To be money, or not to be money? That is the question when it comes to Bitcoin. Many people around the world have a very vague understanding of what money actually is, and this can certainly extend to the judges at federal levels, who are now having to wrestle with this definition. In a new case dealing with a recently hacking of J.P. Morgan Chase, and other financial companies, a New York Federal District Judge has ruled that Bitcoin does indeed qualify as money.
According to Reuters, Anthony Murgio is seeking to dismiss charges against him related to his alleged operation of the Bitcoin exchange known as Coin.mx, which prosecutors have called unlicensed. Murgio argues that Bitcoins cannot qualify as ‘funds’ under the federal law, which prohibits the operation of an unlicensed money transmitting businesses. U.S. District Judge Alison Nathan disagreed, stating the following in a written statement:
"Bitcoins are funds within the plain meaning of that term, Bitcoins can be accepted as a payment for goods and services or bought directly from an exchange with a bank account. They, therefore, function as pecuniary resources and are used as a medium of exchange and a means of payment.”
This was explained at a pretrial hearing in an effort to have the case thrown out by Murgio, who faces another six criminal counts at trial. The prosecution claims that Coin.mx was owned by Gery Shalon, an Israeli man who has been charged with running a computer fraud scheme that targeted several companies, including J.P. Morgan Chase. It sought to expose personal data of more than 100 million people. The case detail is U.S. v Murgio et al, U.S. District Court, Southern District of New York, No. 15-cr-00769.
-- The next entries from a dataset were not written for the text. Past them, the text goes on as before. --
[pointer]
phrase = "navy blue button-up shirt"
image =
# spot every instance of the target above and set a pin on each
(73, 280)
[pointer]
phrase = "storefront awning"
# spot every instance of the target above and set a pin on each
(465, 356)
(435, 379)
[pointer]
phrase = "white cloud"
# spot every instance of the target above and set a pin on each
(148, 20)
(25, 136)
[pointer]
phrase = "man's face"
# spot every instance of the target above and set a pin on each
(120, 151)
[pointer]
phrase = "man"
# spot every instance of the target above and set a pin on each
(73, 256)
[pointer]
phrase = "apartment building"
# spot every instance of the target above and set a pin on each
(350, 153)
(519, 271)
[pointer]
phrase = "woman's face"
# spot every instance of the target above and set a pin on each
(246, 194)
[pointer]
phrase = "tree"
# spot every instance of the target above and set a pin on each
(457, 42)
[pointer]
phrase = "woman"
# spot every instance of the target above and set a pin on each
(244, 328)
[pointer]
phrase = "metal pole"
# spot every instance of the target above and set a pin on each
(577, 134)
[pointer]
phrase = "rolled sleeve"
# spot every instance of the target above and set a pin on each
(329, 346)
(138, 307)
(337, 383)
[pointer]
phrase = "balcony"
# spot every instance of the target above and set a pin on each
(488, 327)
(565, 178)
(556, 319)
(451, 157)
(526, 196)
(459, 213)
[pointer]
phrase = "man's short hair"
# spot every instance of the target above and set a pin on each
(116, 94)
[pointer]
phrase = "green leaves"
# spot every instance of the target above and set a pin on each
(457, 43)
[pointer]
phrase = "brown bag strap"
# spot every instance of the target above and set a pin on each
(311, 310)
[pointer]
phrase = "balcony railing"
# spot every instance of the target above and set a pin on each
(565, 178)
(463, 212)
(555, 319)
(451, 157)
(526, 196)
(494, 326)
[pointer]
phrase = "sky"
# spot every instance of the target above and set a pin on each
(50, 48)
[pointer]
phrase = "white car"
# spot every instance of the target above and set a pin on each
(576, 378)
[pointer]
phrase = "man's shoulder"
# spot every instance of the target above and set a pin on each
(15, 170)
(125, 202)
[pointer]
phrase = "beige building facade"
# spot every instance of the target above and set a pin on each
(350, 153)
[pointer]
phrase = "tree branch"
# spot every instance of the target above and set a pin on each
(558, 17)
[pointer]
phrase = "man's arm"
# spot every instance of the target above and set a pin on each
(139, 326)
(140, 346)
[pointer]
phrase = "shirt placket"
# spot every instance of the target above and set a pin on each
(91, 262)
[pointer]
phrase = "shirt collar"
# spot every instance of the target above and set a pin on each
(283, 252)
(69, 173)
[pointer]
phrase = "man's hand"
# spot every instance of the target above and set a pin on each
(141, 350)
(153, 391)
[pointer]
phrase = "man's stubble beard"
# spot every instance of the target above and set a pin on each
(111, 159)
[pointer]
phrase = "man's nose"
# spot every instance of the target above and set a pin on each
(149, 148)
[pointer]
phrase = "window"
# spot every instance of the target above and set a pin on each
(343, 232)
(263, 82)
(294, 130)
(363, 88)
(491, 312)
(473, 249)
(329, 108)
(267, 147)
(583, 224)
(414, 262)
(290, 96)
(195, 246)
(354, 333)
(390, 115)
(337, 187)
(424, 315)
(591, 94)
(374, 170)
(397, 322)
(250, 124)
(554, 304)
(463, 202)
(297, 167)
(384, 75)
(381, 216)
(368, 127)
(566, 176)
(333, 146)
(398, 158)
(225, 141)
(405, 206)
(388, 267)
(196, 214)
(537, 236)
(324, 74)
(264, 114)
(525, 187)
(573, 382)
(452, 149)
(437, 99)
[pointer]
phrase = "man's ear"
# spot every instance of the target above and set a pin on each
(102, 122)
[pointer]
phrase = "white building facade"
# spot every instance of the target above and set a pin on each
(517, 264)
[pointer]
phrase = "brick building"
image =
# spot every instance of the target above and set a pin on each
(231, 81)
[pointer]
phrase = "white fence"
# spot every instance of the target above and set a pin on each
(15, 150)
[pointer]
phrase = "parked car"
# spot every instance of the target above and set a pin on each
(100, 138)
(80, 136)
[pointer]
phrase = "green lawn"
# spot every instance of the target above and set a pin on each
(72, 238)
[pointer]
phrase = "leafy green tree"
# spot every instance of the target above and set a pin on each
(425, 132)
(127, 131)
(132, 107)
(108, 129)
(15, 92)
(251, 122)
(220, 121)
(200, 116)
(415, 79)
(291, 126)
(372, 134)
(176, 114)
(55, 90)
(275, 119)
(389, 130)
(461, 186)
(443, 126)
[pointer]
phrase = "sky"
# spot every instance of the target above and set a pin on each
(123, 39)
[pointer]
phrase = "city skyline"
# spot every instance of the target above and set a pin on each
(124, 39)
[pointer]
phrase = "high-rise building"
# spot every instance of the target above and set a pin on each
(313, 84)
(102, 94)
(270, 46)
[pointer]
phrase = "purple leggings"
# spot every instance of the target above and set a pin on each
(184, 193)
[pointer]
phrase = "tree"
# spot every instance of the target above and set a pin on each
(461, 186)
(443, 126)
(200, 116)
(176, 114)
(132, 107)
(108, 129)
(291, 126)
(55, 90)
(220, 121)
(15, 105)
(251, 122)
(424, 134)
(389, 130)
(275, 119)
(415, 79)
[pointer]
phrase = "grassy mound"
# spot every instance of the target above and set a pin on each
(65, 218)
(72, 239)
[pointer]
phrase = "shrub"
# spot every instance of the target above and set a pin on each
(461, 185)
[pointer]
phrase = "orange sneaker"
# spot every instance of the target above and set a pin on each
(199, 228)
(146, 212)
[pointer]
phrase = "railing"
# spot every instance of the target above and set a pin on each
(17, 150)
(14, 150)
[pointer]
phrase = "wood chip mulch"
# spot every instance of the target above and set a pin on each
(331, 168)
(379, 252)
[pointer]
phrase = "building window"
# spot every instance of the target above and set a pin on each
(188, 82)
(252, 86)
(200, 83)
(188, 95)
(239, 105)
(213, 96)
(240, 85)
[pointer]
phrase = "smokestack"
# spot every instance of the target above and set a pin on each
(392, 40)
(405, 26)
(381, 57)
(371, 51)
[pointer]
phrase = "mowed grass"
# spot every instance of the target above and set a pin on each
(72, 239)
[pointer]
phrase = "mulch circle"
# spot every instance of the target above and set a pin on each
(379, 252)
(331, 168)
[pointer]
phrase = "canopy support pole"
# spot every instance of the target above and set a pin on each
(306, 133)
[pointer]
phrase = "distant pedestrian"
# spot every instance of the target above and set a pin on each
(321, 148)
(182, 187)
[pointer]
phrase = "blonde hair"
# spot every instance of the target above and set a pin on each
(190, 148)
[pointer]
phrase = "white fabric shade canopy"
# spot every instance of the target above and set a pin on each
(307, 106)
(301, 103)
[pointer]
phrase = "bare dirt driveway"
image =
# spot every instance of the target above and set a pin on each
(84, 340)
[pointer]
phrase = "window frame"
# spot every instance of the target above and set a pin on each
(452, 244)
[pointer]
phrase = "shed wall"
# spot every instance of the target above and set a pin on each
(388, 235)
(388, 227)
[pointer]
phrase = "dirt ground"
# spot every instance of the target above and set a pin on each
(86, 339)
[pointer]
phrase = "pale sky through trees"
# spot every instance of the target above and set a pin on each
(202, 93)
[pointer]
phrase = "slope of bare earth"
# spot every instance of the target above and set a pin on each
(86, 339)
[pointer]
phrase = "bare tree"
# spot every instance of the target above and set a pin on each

How Bitcoin is seen has a great deal to do with where the case is heard, as not all jurisdictions see Bitcoin, or the definition of money, the same way. This most recent decision mirrors a decision made in the same U.S. District Court twenty-five months ago by Jed Rakoff. Judge Rakoff also found that Bitcoin qualifies as money on August 19th, 2014 in the case is U.S. v. Faiella, 14-cr-00243, US District Court for the Southern District of New York.
In that decision, Rakoff referenced a precedent-setting decision, in his opinion, by a Texas magistrate in the case of SEC v. Shavers, 2013 WL 4028182 held the previous August, which held that Bitcoins “were a currency or form of money.”
Less than two months ago, we reported on this same issue being adjudicated in Miami, Florida. The money laundering criminal case had to sort out if Bitcoin qualified as money that could represent a financial transaction, in the view of the Judge Teresa Poller, it did not. Poller did not reference the cases in New York or Texas as precedence. This actually is beneficial to the greater community in the area, as money laundering laws cannot be easily thrown towards those using Bitcoin, which could be a means of dissuading its use.